Islamabad, Feb 4 (IANS) Pakistan’s illicit gun culture is not accidental but a product of instability and the outcome of decades of conflict, permissive governance, and a deeply embedded social relationship with weapons, a report has stated.
“The country’s modern landscape of arms trafficking and illegal gun ownership sits at the intersection of geopolitics, criminal enterprise, and cultural tradition, an ecosystem where state fragility and societal norms reinforce one another, allowing the trade in small arms and light weapons to flourish,” Fatima Chaudhary, a lecturer at a private university in Pakistan’s Punjab province, wrote in a report in Afghan Diaspora Network.
“The past two decades of militancy, suicide bombings, and attacks on security forces have created fertile ground for organised crime. As the state’s attention and resources were consumed by counterterrorism, criminal markets expanded in the shadows. Heroin trafficking surged alongside a rising domestic addiction crisis, and weapons flowed through the same routes, carried by the same networks,” the author further stated.
In 2023, Interpol’s Operation Trigger Salvo II revealed the scale of this underground economy as hundreds of firearms, components, and rounds of ammunition were seized in Pakistan, especially in areas which share border with Afghanistan. These seizures demonstrated only a fraction of the weapons that were circulating in the region.
The US forces withdrawal from Afghanistan in 2021 further increased the problem. After taking control of Afghanistan, Taliban also obtained vast quantities of US-supplied military equipment abandoned by retreating forces. Pakistan also obtained these weapons by smuggling some across borders and others traded through long‑established tribal networks. Although individuals need to have licenses to own a gun in Pakistan, however, millions of ammunition remain unregistered and illegal weapons are available in markets, workshops, and online platforms.
“Pakistan ranks among the top 25 countries in civilian gun ownership, with an estimated 22 firearms per 100 civilians according to the Small Arms Survey. Yet unlike the United States, where gun ownership is heavily commercialised, Pakistan’s weapons economy is overwhelmingly illicit,” Chaudhary wrote in Afghan Diaspora Network.
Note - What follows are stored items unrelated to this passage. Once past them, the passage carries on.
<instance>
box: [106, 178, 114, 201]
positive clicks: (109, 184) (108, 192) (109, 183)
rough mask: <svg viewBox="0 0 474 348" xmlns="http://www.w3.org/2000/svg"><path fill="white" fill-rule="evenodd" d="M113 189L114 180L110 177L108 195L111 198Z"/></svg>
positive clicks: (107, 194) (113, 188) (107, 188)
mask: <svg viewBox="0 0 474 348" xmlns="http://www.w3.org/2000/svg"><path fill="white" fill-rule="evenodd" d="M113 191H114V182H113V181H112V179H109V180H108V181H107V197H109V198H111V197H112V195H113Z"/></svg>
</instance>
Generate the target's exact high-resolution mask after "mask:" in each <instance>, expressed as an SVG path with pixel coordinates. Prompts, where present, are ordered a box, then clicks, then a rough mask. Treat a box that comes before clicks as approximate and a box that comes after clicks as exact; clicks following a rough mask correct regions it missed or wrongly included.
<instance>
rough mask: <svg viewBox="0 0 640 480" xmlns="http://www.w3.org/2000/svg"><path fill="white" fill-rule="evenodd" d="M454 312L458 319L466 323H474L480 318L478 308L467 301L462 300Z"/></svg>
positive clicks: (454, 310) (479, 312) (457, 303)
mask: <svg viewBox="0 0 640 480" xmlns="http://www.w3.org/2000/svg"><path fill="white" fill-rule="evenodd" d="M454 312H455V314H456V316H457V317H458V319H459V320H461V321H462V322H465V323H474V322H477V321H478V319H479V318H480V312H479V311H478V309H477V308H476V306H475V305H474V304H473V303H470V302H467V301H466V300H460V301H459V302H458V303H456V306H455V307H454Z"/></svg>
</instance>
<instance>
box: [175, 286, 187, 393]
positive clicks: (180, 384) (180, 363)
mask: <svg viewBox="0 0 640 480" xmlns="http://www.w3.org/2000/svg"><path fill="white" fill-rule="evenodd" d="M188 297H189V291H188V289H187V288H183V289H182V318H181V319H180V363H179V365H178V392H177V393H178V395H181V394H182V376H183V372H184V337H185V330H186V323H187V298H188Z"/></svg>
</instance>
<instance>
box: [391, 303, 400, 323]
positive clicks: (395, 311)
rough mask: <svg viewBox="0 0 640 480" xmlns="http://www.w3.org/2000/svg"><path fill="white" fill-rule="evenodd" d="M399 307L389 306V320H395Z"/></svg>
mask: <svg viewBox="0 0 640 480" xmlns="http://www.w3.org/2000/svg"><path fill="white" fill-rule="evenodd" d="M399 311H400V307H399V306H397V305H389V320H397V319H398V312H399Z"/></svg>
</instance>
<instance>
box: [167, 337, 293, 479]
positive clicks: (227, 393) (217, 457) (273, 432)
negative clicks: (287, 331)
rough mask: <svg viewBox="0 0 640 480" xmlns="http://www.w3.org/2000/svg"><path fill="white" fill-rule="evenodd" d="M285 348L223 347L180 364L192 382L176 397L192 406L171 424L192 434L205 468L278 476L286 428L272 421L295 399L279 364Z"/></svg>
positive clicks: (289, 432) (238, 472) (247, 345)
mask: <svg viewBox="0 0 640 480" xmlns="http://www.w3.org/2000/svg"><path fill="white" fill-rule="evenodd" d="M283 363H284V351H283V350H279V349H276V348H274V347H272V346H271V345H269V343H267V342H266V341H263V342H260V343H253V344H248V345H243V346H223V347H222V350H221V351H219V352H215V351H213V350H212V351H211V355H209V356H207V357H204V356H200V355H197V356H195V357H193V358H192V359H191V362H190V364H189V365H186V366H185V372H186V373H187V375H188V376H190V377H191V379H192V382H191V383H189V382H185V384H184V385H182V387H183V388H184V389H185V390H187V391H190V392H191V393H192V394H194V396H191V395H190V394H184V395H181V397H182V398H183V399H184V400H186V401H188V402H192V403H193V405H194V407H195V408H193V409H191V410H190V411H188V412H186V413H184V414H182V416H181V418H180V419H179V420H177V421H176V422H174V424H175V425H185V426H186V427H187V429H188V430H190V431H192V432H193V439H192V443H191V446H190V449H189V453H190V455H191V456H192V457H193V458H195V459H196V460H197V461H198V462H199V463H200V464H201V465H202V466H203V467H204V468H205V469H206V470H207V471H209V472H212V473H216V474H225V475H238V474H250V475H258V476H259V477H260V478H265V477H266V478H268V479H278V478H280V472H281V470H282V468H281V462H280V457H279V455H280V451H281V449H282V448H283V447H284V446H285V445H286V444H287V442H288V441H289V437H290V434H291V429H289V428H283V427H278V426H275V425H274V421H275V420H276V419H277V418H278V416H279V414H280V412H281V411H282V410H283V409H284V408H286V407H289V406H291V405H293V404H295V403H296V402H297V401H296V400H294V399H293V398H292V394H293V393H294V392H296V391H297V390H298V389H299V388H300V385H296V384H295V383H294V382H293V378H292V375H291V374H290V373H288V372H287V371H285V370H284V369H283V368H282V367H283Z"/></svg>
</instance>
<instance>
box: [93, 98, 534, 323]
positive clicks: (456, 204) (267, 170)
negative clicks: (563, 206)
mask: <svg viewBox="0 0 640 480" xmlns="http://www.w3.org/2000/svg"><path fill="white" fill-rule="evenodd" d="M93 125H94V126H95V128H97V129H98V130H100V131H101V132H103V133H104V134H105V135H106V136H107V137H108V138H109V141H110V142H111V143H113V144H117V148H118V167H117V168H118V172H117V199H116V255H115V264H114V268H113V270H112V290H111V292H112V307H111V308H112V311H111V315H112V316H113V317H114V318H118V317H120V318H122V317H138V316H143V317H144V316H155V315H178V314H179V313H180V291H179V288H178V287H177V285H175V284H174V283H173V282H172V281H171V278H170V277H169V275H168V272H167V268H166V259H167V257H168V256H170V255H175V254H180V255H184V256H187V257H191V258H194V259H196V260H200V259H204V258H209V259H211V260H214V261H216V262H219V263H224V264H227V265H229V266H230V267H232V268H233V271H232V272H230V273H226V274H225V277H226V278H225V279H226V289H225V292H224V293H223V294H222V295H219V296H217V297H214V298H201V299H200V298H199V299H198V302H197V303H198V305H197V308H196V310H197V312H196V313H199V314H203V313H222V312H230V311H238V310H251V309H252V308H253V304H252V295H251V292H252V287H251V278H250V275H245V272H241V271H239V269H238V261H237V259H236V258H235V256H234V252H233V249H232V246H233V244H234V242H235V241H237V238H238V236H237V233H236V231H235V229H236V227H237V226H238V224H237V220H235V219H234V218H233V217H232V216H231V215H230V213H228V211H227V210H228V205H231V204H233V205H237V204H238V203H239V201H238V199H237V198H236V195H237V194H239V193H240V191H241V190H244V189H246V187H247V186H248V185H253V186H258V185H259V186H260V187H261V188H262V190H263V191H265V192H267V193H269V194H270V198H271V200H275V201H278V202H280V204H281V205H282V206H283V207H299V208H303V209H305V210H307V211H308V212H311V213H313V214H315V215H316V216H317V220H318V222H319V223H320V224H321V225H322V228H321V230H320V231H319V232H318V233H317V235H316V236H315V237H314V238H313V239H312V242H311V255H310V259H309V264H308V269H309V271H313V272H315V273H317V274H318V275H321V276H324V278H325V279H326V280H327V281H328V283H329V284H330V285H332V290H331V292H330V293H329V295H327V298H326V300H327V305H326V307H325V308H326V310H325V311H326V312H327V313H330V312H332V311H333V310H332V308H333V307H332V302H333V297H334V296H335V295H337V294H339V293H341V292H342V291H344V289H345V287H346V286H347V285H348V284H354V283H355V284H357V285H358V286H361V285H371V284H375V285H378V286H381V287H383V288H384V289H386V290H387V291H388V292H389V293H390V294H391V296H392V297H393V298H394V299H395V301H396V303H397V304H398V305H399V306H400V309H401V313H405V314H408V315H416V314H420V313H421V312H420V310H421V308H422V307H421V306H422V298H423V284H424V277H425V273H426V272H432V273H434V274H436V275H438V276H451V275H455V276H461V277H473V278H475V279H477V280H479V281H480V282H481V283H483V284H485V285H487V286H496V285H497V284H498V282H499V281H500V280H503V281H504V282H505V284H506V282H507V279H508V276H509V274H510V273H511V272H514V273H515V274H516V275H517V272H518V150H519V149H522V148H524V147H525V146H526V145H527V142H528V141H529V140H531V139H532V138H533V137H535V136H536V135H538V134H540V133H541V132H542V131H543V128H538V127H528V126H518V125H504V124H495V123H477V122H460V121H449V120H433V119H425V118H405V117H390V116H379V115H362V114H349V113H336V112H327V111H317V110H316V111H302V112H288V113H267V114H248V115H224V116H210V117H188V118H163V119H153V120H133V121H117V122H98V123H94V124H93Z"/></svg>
“Small arms fuel the operations of criminal groups, militant outfits, and urban gangs. The arrest of a serving Khyber Pakhtunkhwa policeman in April 2024 caught smuggling small arms into Karachi illustrated how deeply entrenched these networks have become. Buyers place orders through social media, dealers in KP arrange the supply, and couriers like the arrested officer deliver weapons across provincial lines. The demand is high, and the risks are low,” the author added.
Carrying arms is not only tolerated but embedded into cultural identity in several parts of Pakistan, particularly Khyber Pakhtunkhwa. Craftsmen in areas like Darra Adamkhel have made handmade copies of MP5 submachine guns, M16s, AK‑47s, and several other models. People who prefer affordability over precision over buy these ‘Khyber Pass’ firearms, often sold at a third of the price of originals.
Apart from these informal workshops, modern private manufacturers in and around Peshawar produce commercial firearms using industrial equipment. The policies of Pakistan have further increased the crisis. Civilians and private militias have also become owners of arms due to Pakistan’s distribution of gun licenses, often used as political favours or tools of patronage. In addition, online platforms, especially social media, have become market places for unlicensed weapons.
The report in Afghan Diaspora Network stated, “Pakistan’s role as a transit point for drug trafficking further intertwines narcotics and weapons smuggling. Shared routes, shared financiers, and shared transport networks mean that arms and drugs often move together. According to the Organized Crime Index, Pakistan’s arms trafficking market worsened between 2021 and 2023, scoring 8.5 out of 10, placing it alongside countries grappling with entrenched criminal economies.”